A by product of this project has been the identification of a suitable metadata driven data collection & survey tool called REDCap, produced by Vanderbilt University in the USA. UCL has signed up to the REDCap consortium (the first UK institution to do so) and have promoted this service within UCL with accompanying training, coordinated by Anthony Thomas.

Dissemination of lessons learned

The lessons of the SERpent project have been widely disseminated at academic and technical meetings, within UCL and among colleagues at the Medical Research Council.

  • UCL Biorepository workshop presentation (internal strategy discussion)
  • Dr Castillo chaired one of the sessions on 'Searching and Locating' and presented a paper entitled "The use of DDI tools and standards in epidemiology & public health research" (Abstract, Slides)
  • 5 day workshop to explore best practice in the use of DDI in longitudinal studies and was co-author of a paper entitled "Metadata for the Longitudinal Data Life Cycle".
  • NCRI-NCI 2011 (invitation only) Joint Conference presentation on Tools and Technologies discussion
  • Workshop in conjunction with the Open Data Foundation and sponsored by the Medical Research Council (MRC Data Management Workshop), to be hosted at the Institute of Child Health, that will focus on the use of metadata standards in health research. It is hoped that this will be the first in a series of similar meetings to explore issues and promote awareness of best practice in data management. (Details to be announced shortly)

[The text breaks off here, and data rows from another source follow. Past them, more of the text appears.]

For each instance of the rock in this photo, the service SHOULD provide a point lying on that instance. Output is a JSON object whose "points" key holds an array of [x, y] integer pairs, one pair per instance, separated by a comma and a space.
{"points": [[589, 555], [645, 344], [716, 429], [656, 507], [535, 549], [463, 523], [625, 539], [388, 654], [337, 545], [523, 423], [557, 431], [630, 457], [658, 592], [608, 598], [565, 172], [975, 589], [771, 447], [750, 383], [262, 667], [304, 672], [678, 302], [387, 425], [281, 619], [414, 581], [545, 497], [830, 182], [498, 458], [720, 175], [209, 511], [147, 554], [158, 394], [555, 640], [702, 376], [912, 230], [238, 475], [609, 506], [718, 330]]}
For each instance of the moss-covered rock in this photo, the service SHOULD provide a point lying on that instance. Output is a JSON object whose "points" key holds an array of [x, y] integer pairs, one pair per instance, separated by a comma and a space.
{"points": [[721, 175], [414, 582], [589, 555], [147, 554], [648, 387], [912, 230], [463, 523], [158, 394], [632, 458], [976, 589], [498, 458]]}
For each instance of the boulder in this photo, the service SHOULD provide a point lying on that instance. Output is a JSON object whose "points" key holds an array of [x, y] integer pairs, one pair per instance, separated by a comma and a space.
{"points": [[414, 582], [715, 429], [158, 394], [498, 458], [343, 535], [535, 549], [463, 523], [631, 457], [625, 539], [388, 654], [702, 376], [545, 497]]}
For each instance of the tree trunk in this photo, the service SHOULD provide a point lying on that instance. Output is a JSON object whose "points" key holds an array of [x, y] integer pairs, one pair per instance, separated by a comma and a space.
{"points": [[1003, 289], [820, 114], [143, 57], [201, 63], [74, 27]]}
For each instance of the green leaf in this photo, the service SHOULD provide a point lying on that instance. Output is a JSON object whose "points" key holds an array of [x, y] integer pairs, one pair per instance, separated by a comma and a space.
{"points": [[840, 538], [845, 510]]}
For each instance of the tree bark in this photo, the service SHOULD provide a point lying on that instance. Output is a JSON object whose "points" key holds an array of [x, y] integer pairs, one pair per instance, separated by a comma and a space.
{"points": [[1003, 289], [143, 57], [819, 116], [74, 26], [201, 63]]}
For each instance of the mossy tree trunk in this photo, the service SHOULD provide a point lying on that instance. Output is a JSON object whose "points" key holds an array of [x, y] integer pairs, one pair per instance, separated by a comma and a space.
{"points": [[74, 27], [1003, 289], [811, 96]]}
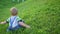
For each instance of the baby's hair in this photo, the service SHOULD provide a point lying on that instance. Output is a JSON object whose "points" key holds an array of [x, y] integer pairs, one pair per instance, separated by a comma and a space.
{"points": [[14, 9]]}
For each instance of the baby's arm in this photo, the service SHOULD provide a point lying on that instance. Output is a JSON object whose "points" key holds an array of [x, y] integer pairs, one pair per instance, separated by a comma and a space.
{"points": [[3, 22], [24, 25]]}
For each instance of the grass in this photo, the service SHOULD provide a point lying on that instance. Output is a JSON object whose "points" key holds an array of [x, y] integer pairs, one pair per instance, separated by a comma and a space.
{"points": [[42, 15]]}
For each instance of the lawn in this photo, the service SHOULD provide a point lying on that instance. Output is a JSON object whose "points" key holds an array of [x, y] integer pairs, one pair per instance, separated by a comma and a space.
{"points": [[42, 15]]}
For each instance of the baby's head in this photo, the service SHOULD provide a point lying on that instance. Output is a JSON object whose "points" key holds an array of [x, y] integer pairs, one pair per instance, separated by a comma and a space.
{"points": [[14, 11]]}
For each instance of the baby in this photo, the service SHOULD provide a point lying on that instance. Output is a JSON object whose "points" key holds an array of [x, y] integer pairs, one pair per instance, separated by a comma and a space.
{"points": [[14, 21]]}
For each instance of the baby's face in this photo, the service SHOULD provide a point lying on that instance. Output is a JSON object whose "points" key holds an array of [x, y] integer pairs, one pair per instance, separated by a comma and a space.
{"points": [[14, 12]]}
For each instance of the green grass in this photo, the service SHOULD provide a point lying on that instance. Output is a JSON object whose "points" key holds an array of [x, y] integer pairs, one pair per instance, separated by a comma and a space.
{"points": [[42, 15]]}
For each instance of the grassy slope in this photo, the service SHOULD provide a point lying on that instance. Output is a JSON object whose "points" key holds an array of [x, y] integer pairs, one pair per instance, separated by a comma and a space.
{"points": [[42, 15]]}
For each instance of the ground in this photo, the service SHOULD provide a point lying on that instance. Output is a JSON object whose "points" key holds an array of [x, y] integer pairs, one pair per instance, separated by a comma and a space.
{"points": [[42, 15]]}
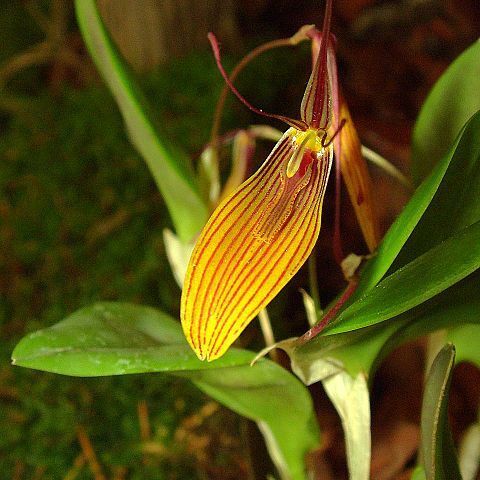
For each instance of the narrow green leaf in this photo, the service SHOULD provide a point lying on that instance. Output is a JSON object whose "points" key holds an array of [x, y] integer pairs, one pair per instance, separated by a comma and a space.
{"points": [[362, 350], [469, 453], [115, 339], [456, 205], [451, 102], [419, 473], [420, 280], [439, 456], [170, 167], [351, 399]]}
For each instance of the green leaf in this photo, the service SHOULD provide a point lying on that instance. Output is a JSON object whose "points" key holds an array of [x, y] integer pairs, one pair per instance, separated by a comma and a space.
{"points": [[451, 102], [448, 200], [115, 339], [362, 350], [420, 280], [466, 339], [419, 473], [351, 399], [439, 456], [170, 167]]}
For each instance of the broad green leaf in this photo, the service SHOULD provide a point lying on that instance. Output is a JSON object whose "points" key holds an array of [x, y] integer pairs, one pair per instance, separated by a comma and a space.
{"points": [[451, 102], [434, 212], [117, 338], [170, 167], [469, 452], [420, 280], [362, 350], [439, 456], [351, 399]]}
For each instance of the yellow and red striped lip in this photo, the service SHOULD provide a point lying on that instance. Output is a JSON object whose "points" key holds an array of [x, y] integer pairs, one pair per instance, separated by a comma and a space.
{"points": [[254, 243]]}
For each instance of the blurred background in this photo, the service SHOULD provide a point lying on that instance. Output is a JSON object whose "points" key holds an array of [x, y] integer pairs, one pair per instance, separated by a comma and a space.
{"points": [[81, 220]]}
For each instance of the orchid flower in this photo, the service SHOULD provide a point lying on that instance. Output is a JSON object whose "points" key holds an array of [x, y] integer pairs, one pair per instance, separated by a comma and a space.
{"points": [[262, 233]]}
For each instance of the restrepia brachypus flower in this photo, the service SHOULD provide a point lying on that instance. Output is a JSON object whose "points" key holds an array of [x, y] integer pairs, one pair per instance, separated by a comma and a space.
{"points": [[261, 235]]}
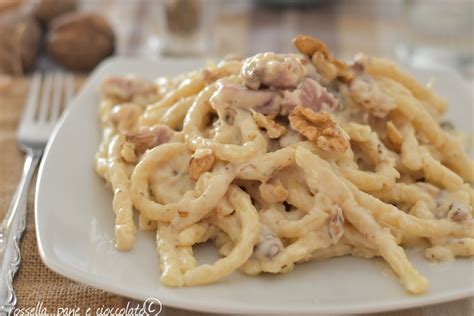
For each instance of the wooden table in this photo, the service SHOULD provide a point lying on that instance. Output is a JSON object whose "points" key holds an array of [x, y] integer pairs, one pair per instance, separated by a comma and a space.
{"points": [[347, 26]]}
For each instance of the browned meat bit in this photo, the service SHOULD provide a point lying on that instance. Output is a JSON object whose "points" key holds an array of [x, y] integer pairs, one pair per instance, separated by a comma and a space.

Promotion of transparent information governance arrangements

The MRC Centre of Epidemiology for Child Health has commissioned a new website development project and plans to include high level metadata descriptions of all projects as data feeds into the new site (expected completion August 2011).

Training material and guidelines

Anthony Thomas is working on the development of a training course on basic concepts in metadata markup and the use of Nesstar publisher for representation of study metadata. This course is one component of the centre website redevelopment project.

Effective network of database managers across UCL biomedical sciences

Aida Sanchez & Spiros Denaxas have established a UCL data managers forum and associated website that meets regularly to discuss relevant issues in healthcare research data management.

Common framework of data management in UCL Population Health Sciences

UCL is in the process of restructing the existing faculties. This raises the profile of population health and epidemiology and will allow us to focus on the promotion of data management practice within the new structure. The new faculty brings together all of the existing partners in the SERPent consortium into one common faculty, that of Population Health Sciences, since it includes the Institute of Child Health, the Institute for Womens Health and the Department of Epidemiology and Public Health.